Utilizzare il simbolo con l’idea di proiettarlo realmente sull’altro, è bias mentale, che non solo non sortisce alcun effetto, ma va anche contro la filosofia del simbolo stesso. Se lo utilizzo all’interno di un trattamento, devo farlo con lo scopo di risvegliare in me una specifica qualità che eventualmente posso mettere a servizio dell’altro. IO SONO CHOKU REI

Sei He ki / Sei Hei ki

Il Sei He ki viene definito simbolo dell’armonia ed utilizzato principalmente come ausilio nei trattamenti mentali. Anche in questo caso andando ad analizzare il nome si può comprendere molto su ciò che esso rappresenti. Spesso tradotto in occidente come io ho la chiave ma, personalmente, la trovo una traduzione molto fuorviante, arrogante e pericolosa.

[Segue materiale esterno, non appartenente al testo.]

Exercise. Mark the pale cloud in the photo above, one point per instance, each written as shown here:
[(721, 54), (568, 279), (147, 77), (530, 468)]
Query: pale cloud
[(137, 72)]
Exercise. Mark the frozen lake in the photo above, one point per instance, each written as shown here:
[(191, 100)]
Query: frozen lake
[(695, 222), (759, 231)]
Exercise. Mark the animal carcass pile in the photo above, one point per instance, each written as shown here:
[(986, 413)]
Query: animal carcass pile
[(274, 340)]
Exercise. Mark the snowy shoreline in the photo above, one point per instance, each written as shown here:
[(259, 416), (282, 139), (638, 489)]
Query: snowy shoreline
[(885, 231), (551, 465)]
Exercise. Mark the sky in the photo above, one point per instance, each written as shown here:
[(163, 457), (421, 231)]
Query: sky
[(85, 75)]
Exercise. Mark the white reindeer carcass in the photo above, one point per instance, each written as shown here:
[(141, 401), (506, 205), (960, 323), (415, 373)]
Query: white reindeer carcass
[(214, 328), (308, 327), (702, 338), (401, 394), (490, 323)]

Il Kanji SEI 性 in quanto tale, racchiude in sé diversi significati, e se dovessimo scriverlo utilizzando il sillabario Hiragana, avremmo:

せい sesso, genere.

さが natura, caratteristica.

Il Kanji HEKI 癖 racchiude anch’esso diversi significati.

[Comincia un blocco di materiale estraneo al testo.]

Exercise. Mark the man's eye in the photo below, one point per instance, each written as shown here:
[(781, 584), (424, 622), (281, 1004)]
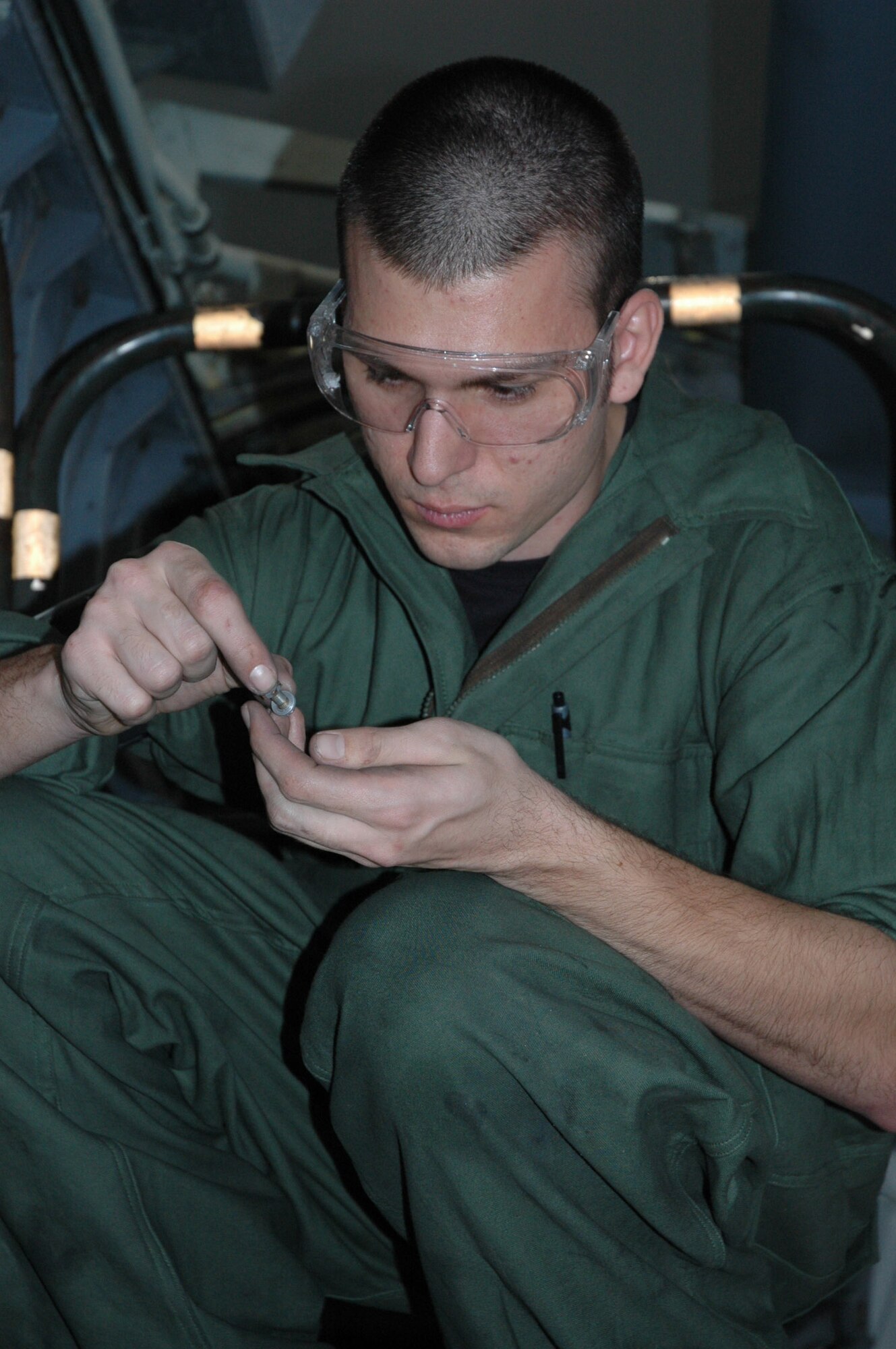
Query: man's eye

Anche qui ci possiamo affidare al sillabario Hiragana:

へき abitudine, tendenza, tratto insolito, ma anche pregiudizio o cattiva abitudine

SEI HEKI 性 癖 si può quindi tradurre come inclinazione o caratteristica.

Questo simbolo viene anche chiamato Sei HE(i)KI 聖 平 気

Sei 聖= sacro

He (i) Ki 平 気= calma, compostezza in questo caso invece,

Sei rappresenta qualcosa di sacro, e quindi acquista il significato di compostezza spirituale. Tutti noi abbiamo un desiderio innato di ricercare e trovare la felicità, ma erroneamente la ricerchiamo al di fuori. Il simbolo Sei Heki invece, serve a ricordarci che tale felicità risiede dentro di noi, la grande luce splendente.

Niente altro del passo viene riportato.